幼少期に預けられた寺の風景、冷遇される母の涙、そして、目の前にいる魔王から一度も顧みられることのなかった、暗く孤独な少年の記憶。


脳に刻まれたその名に、俺は息を呑んだ。




織田信正。


信長の庶子として生まれ、歴史の表舞台にほとんど顔を出さないまま消えた、悲劇的な影武者のような男。


俺は……そんなマイナーな武将に転生してしまったのか。


「うつけづらをしておるな。これより貴様を近習きんじゅとして取り立ててやる。十兵衛が苦い顔をしておるが、構わん。
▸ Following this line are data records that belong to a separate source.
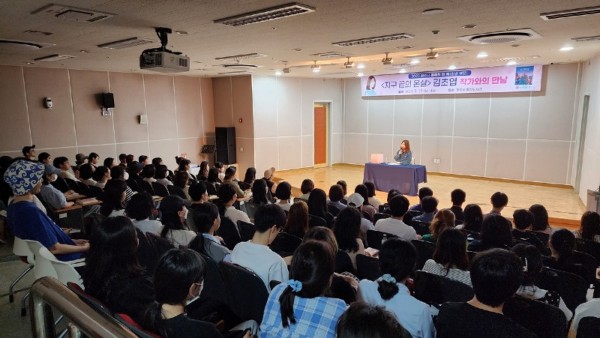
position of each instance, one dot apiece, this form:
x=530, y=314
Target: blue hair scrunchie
x=296, y=285
x=387, y=278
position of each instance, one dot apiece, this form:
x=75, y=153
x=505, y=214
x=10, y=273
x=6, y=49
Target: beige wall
x=179, y=109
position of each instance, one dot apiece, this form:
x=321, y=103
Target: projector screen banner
x=461, y=81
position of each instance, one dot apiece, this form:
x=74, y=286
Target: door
x=320, y=141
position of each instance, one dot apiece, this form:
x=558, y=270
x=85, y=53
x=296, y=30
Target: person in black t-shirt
x=496, y=275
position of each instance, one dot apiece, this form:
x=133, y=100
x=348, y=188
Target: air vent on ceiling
x=568, y=13
x=125, y=43
x=508, y=36
x=267, y=14
x=586, y=38
x=374, y=39
x=54, y=58
x=73, y=13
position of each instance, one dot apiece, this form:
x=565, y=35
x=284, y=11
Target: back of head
x=458, y=196
x=267, y=216
x=196, y=191
x=531, y=259
x=522, y=219
x=140, y=206
x=499, y=200
x=451, y=249
x=347, y=229
x=362, y=320
x=473, y=218
x=590, y=225
x=397, y=259
x=496, y=275
x=398, y=205
x=311, y=270
x=283, y=191
x=540, y=217
x=307, y=186
x=424, y=192
x=496, y=231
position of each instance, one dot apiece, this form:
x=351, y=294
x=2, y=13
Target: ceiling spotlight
x=387, y=60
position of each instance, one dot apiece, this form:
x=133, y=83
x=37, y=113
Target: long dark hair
x=312, y=265
x=347, y=229
x=112, y=255
x=451, y=250
x=396, y=258
x=112, y=197
x=175, y=273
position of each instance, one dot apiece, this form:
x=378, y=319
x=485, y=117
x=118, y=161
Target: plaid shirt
x=315, y=317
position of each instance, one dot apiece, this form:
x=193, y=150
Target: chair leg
x=11, y=294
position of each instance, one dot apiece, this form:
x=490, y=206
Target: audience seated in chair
x=397, y=259
x=113, y=274
x=496, y=275
x=450, y=257
x=297, y=307
x=394, y=225
x=256, y=254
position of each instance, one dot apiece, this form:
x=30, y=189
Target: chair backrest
x=435, y=290
x=589, y=327
x=425, y=251
x=376, y=238
x=160, y=189
x=246, y=230
x=65, y=272
x=571, y=287
x=285, y=244
x=21, y=249
x=367, y=267
x=540, y=318
x=42, y=267
x=229, y=232
x=238, y=280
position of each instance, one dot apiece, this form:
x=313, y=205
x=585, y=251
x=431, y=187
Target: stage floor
x=563, y=204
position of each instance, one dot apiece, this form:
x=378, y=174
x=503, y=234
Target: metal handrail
x=49, y=291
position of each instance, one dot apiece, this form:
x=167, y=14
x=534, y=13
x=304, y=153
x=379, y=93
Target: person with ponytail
x=297, y=308
x=397, y=260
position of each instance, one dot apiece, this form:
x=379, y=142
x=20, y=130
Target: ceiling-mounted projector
x=163, y=60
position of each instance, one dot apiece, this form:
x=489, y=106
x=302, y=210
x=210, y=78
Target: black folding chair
x=367, y=267
x=540, y=318
x=435, y=290
x=238, y=281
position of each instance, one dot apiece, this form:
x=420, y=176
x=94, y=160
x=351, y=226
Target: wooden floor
x=563, y=204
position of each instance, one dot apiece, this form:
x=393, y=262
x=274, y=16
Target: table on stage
x=405, y=178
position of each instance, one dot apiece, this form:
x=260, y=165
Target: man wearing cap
x=355, y=200
x=29, y=152
x=394, y=225
x=28, y=222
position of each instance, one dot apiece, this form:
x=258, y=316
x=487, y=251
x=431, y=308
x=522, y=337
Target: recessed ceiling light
x=433, y=11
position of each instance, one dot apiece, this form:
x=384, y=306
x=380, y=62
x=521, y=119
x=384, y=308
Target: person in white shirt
x=394, y=225
x=256, y=254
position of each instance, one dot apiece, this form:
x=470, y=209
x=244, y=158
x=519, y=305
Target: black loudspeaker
x=225, y=145
x=108, y=100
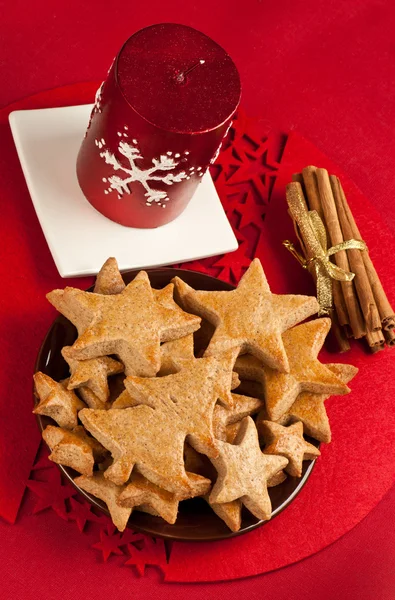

貴様のその、図太い神経だけは気に入った」


目の前の男――織田信長は、傲慢に笑って背を向けた。


心臓が跳ね上がる。


これから何が起きるのか、俺は知っている。


数年後、この男は近臣に裏切られ、本能寺の炎に包まれる。


織田家を継ぐはずの兄・信忠も、この信正という男も、ことごとく歴史の闇に葬られるのだ。


(待て。回避しなきゃいけないのか? この『魔王』の破滅を)


歴史改変なんて大層なことはできない。


だが、社畜として培った「理不尽な上司の機嫌を取り、納期内に無理難題を終わらせる」スキルならある。


現代の知識と、この「信正」という、誰も気に留めない透明な立ち位置。


使えるものは何でも使ってやる。


「……謹んでお受けいたします、父上。その代わり、この信正めが最高の結果を以て、御期待に応えてみせまする」


俺がそう言って深々と頭を下げた瞬間、信長は足を止めた。


振り返った魔王の瞳に、獲物を見つけたような鋭い光が宿る。


「ほう。貴様、今なんと言った?」


冷や汗が背中を伝う。


だが、ここで引けば即座に「無能」として切り捨てられる。


俺の戦国サバイバルは、この一言から始まる。